Euro could plunge to $1.30 after Italian meltdown

The euro finally succumbed to selling pressure on Wednesday as the Italian bond market went into meltdown, with technical analysts predicting more downside for the single currency.

Some predicted the euro could trade down to as low as $1.30 against the dollar, as the Italian bond market headed into the same self-reinforcing downward spiral as those in Ireland, Greece and Portugal ahead of their bailouts. The single currency plunged over three cents against the dollar to $1.3560 by late afternoon in London, after proving remarkably resilient to the worsening developments in Rome during the past few trading days.

The initial trigger for the move was the decision by LCH.Clearnet, Europe’s largest clearing house, to raise its margin requirement for trading Italian debt, forcing funds to liquidate their bond positions.

Reports that the European Central Bank had been aggressively buying Italian debt failed to ease the pressure on Rome, with the yield on its benchmark 10-year bonds rising to a euro-era high of 7.43%.

Signs of stress were visible elsewhere in the market, with three-month EURUSD basis swaps rising to their highest levels since September, as European banks scrambled to acquire dollars through the swap market.

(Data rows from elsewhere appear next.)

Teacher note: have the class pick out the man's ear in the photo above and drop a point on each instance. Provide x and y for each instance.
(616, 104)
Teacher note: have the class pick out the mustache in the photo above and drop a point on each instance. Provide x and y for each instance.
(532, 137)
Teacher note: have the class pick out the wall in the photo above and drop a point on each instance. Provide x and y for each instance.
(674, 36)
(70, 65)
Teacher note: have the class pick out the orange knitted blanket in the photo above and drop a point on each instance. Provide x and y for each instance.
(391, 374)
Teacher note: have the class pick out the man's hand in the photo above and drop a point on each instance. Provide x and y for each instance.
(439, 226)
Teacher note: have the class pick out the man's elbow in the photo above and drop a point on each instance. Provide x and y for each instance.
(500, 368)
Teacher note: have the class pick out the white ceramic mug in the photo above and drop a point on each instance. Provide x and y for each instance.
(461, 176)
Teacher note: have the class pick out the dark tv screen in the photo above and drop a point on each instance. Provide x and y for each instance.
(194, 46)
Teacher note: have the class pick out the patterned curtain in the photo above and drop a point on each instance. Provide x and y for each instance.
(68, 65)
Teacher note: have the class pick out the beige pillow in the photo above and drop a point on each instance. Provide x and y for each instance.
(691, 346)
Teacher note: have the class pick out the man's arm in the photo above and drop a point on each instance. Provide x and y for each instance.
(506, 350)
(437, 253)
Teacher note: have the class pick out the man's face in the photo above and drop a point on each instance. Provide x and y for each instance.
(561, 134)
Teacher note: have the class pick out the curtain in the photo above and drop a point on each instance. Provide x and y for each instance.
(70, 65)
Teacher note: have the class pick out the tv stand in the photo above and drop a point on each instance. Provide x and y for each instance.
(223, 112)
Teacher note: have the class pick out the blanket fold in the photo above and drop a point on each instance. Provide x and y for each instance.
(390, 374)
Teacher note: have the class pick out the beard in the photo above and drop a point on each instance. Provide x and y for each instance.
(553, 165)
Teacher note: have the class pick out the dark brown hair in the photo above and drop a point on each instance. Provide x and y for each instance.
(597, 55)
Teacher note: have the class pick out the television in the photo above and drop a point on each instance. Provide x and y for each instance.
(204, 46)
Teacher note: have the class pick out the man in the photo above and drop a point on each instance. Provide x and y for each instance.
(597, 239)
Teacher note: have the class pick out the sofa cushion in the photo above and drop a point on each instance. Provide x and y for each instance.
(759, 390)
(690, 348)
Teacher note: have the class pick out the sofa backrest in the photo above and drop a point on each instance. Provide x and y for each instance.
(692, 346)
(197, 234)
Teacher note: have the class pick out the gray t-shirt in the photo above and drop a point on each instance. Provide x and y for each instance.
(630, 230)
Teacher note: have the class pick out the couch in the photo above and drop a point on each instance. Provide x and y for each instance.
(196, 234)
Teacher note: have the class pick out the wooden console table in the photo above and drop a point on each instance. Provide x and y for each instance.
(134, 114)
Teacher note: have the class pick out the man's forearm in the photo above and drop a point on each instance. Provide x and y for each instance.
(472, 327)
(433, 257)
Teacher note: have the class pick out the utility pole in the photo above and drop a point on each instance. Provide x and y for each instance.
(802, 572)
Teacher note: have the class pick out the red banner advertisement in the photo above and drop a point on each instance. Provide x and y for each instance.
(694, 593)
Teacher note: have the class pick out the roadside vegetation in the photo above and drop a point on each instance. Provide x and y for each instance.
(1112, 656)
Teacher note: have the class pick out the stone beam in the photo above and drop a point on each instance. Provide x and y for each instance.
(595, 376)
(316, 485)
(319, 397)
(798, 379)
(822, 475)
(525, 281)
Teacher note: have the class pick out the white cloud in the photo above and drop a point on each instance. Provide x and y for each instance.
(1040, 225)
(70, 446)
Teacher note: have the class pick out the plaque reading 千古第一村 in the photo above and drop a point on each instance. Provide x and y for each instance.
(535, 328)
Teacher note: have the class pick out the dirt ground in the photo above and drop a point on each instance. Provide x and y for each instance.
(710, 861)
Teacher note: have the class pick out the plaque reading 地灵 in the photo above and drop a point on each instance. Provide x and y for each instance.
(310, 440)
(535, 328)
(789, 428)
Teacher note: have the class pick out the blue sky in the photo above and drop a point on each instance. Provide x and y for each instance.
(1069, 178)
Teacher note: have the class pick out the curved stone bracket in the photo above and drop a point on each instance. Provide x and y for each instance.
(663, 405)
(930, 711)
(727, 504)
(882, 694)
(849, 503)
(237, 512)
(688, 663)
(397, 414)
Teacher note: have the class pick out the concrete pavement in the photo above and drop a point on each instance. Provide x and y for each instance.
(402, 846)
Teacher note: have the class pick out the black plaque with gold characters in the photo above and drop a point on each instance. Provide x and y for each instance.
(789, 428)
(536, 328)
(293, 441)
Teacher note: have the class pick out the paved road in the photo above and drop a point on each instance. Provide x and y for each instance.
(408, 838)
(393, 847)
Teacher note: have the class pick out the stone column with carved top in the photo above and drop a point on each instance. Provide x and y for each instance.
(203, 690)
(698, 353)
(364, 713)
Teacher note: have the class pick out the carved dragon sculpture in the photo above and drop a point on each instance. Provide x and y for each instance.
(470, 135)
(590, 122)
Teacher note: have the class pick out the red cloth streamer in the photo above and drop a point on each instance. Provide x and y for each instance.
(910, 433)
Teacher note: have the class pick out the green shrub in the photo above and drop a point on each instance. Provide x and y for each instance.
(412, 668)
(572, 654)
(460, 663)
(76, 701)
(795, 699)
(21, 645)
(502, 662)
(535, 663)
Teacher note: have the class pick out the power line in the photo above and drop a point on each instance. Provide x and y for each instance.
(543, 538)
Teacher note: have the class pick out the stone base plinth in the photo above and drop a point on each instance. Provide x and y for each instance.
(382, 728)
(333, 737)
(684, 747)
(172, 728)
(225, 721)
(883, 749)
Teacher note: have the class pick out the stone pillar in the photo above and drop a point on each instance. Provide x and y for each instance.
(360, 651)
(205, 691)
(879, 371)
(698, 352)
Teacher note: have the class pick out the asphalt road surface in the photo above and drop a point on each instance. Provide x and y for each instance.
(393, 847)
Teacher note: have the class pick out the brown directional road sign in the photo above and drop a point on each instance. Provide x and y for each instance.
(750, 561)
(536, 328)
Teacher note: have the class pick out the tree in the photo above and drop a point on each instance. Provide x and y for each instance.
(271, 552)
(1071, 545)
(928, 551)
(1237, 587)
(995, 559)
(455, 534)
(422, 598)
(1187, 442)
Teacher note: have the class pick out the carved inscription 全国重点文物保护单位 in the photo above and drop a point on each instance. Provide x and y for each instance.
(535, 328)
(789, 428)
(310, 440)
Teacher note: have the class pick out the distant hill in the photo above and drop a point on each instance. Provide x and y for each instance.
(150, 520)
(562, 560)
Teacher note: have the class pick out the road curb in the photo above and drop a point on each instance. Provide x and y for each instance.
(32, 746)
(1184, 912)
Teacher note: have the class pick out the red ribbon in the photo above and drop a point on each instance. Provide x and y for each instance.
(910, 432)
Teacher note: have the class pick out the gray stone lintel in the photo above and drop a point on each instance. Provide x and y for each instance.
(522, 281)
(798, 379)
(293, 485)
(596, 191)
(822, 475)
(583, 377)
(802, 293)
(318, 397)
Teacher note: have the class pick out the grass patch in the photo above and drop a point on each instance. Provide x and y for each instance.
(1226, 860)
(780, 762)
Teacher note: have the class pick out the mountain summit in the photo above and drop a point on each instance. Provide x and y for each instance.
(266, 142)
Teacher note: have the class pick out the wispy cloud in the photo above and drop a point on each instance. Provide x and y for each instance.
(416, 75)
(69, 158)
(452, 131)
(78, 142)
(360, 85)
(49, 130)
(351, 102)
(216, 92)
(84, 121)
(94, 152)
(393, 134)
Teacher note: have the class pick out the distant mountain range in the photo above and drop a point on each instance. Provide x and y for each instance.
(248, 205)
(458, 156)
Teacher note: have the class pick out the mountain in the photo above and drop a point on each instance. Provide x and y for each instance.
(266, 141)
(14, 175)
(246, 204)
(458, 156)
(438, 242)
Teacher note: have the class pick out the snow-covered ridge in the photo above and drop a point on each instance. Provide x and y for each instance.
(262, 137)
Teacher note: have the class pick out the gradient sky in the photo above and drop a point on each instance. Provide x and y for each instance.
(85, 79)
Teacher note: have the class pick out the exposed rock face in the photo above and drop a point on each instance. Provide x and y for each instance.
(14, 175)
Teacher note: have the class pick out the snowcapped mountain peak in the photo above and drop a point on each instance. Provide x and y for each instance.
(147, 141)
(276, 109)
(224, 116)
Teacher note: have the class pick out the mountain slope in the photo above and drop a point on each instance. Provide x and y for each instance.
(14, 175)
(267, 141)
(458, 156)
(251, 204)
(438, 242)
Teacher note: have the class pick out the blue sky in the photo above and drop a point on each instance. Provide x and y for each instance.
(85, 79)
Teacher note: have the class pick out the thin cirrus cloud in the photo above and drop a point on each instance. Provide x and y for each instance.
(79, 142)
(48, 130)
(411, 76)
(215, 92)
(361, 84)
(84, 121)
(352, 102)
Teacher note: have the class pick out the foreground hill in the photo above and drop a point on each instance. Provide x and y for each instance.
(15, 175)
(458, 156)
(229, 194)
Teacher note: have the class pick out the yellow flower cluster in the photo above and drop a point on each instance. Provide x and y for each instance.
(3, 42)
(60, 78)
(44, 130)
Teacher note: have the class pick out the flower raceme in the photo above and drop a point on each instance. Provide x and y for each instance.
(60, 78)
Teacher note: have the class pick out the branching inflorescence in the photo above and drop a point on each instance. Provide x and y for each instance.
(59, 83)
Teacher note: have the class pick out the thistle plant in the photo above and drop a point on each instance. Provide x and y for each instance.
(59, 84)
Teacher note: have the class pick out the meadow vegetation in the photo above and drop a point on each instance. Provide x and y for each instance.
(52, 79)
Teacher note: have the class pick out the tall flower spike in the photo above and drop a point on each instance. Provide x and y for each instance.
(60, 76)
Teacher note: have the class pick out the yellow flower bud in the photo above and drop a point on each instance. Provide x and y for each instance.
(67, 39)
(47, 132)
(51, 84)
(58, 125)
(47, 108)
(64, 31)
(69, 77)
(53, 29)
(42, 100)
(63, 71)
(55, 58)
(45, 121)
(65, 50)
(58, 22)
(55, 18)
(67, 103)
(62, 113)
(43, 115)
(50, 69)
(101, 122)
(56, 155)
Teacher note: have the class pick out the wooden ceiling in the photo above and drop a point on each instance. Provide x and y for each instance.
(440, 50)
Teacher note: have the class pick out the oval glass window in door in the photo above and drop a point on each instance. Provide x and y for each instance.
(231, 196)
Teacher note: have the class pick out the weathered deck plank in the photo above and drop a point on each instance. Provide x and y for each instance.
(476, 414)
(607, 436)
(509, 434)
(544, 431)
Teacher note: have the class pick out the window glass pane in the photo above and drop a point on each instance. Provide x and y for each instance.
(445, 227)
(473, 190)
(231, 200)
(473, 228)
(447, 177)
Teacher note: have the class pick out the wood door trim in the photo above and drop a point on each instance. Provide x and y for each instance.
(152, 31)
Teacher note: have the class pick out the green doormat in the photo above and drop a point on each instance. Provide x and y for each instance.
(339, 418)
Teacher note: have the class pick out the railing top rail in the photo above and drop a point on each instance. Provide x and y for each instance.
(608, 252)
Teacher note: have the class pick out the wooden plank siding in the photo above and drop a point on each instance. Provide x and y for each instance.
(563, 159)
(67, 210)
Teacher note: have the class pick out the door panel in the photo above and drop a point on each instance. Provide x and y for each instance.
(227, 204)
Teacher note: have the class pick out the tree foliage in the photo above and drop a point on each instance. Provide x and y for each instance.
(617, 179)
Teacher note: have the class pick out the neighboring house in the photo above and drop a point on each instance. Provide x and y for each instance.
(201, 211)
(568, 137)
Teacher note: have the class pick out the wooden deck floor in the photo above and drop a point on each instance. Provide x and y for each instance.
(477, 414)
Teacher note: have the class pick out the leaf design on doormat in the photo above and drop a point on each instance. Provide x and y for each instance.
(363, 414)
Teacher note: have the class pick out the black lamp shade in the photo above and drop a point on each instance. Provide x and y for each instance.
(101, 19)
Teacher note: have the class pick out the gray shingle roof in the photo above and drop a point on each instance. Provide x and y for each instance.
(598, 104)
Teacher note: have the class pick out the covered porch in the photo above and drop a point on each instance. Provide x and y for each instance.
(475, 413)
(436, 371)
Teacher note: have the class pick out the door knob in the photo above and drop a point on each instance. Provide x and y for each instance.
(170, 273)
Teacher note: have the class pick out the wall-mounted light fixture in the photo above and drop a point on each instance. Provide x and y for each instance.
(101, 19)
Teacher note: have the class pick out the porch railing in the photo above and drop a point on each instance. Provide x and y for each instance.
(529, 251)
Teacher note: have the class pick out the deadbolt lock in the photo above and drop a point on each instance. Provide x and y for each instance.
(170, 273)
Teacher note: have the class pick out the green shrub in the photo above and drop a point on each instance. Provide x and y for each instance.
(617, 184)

The breach of the $1.3600 level, the bottom of the recent range in EURUSD, was extremely significant, analysts said.

“We have had the sell-off in risk and the euro we expected as the market has moved from want-to-sell to need-to-sell mode, and has taken out support at $1.36,” says Maurice Pomery, chief executive at Strategic Alpha.

Technical analysts at Citi re-entered a short position in EURUSD as the downside move in the currency pair gained momentum.

“We have re-established our short EURUSD position at $1.3652 with a stop loss at $1.3875 and retain our view that we can see a move towards and possibly below $1.30 in the weeks ahead,” analysts say.

“We believe this move has begun and will likely accelerate below $1.3580.”

Kathleen Brooks, research director at Forex.com, said the break through $1.36 opened the way for EURUSD to test the low of $1.3200 witnessed at the start of October.

However, she said that this time the market was extremely short euro, according to the latest data on speculative positioning from the CFTC.

“Short euro positions have recovered slightly since the start of October, but remain back at mid-2010 lows,” adds Brooks. “This suggests that further declines might not be as sharp as we have seen, since so many people are short the single currency already. But it is no surprise that the euro and other risky assets have come under pressure as Italy has gone to the wall.”